I was in the observation room contemplating our dire situation, while watching the sunset against our barren horizon. I was reviewing everything and looking for answers, choices or anything that might help. Heavy on my mind was our supply ship, Ambrosia. If she did not arrive in the next 36 hours, on it's automated flight path, it would likely be unable to reach us. We would pass too far behind Maxim, our sun, and chances were that Ambrosia would be pulled into Maxim's gravity and burn up. We would also perish without those supplies.

It took us four years to get to this planet in the Dunbar Galaxy. Torres is similar to Mars in it's inhospitable terrain, but it has an atmosphere close to that of Earth's. We devised solar powered scrubbers to create a breathable air within our compound. Outside, we must use our portable scrubbers. It was a crap shoot as to whether we would survive the trip or if we could sustain life in this atmosphere. We did both. But our first supply ship never arrived.

We do not know what happened to Hercules. It left six months after we did and appears to have had a catastrophic failure of some sort. Ambrosia was moved up on the launch schedule when Hercules stopped responding. That meant it would take four years to arrive after launch.

Six months ago, Ambrosia stopped responding to ground control commands. She was sending data until last month. After three weeks of working around the clock, Ambrosia was rebooted, back on line and communicating. In those six months off line, she was slightly off course which is why she may miss us, if we can't control her approach.

I could not stand the tension in our control room, but these things ran through my mind as if on a loop. It felt like being on death row waiting for execution or clemency, so I took a break and went to the observation room to watch the sunset and think.

"Commander, we need you in the control room," said the voice of my second in command, James Bishkek, ending my short-lived solitude.

"On my way, Bish," I said after tapping my arrow shaped chest communicator. I had to chuckle every time I used it as I thought of Capitan Kirk. They were, Bish's idea and they worked perfectly.

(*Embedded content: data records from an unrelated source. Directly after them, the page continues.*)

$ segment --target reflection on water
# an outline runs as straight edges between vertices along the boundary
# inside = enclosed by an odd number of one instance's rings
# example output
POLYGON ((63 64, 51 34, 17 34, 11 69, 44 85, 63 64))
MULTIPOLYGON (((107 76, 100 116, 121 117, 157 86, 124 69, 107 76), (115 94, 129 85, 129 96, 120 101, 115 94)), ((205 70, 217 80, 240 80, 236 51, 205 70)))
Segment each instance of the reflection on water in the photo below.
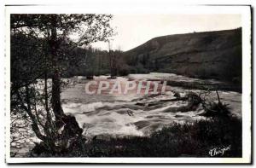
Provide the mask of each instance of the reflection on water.
MULTIPOLYGON (((119 77, 117 79, 107 79, 107 76, 100 76, 95 78, 95 80, 104 79, 113 83, 118 80, 122 84, 131 80, 202 81, 170 73, 133 74, 127 78, 119 77)), ((148 136, 150 132, 161 129, 172 122, 193 122, 205 119, 199 115, 203 112, 201 107, 196 111, 187 113, 168 113, 166 110, 171 107, 183 106, 186 104, 185 101, 160 102, 160 100, 174 98, 174 94, 177 92, 183 96, 189 91, 179 87, 166 86, 166 92, 158 95, 137 95, 132 91, 126 95, 87 95, 84 91, 84 84, 89 80, 79 83, 73 83, 74 78, 65 80, 71 80, 71 82, 61 94, 63 110, 66 113, 75 116, 80 127, 86 130, 88 136, 96 135, 102 135, 103 137, 106 137, 105 136, 148 136)), ((207 82, 219 83, 215 80, 208 80, 207 82)), ((193 91, 199 92, 200 90, 194 90, 193 91)), ((234 114, 241 116, 241 94, 232 91, 219 91, 218 93, 221 100, 229 104, 230 111, 234 114)), ((212 98, 213 101, 216 100, 215 92, 212 92, 209 97, 212 98)), ((16 120, 15 122, 20 122, 21 126, 26 123, 23 120, 16 120)), ((27 140, 22 144, 22 142, 11 144, 11 152, 16 153, 16 157, 27 156, 29 149, 33 146, 33 142, 38 142, 30 126, 25 126, 23 130, 13 130, 14 133, 11 135, 12 136, 22 137, 24 141, 27 140), (27 134, 15 134, 22 131, 27 132, 27 134)))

Another reason we chose this planet was gravity. At 85 percent of Earth's gravity, it meant we could walk and hopefully sustain less of the long term zero gravity disorders our floating comrades endured.

I jogged down the stark corridors to the control room, where Bish and four others were monitoring Ambrosia.

"I've got control, Commander," said Bish. He tapped away at the keyboard. "I've got her."

The room erupted in cheers and high fives.

"How far out is she?" I asked. I stood behind his chair looking at the computer screen.

"She should be on the ground in about eighteen hours," said Bish. He looked up at me and added, "As long as she'll continue to respond to commands."

After over four years, we were down to eighteen hours. I suspected they would be the longest hours of my life.

"Can you take over so I can get some rest? I want to be fresh for the landing," asked Bish.

"No problem. I'll get Marco on for early morning and meet you at breakfast in twelve hours," I said, as I got comfortable in the chair. Then we discussed the plan to keep Ambrosia on track.

* * *

"I don't think I've seen everyone this chipper in a long time," said Bish. He scooped the last of his oatmeal from the food container and started on the next one. "It was a great idea for double rations this morning, Commander."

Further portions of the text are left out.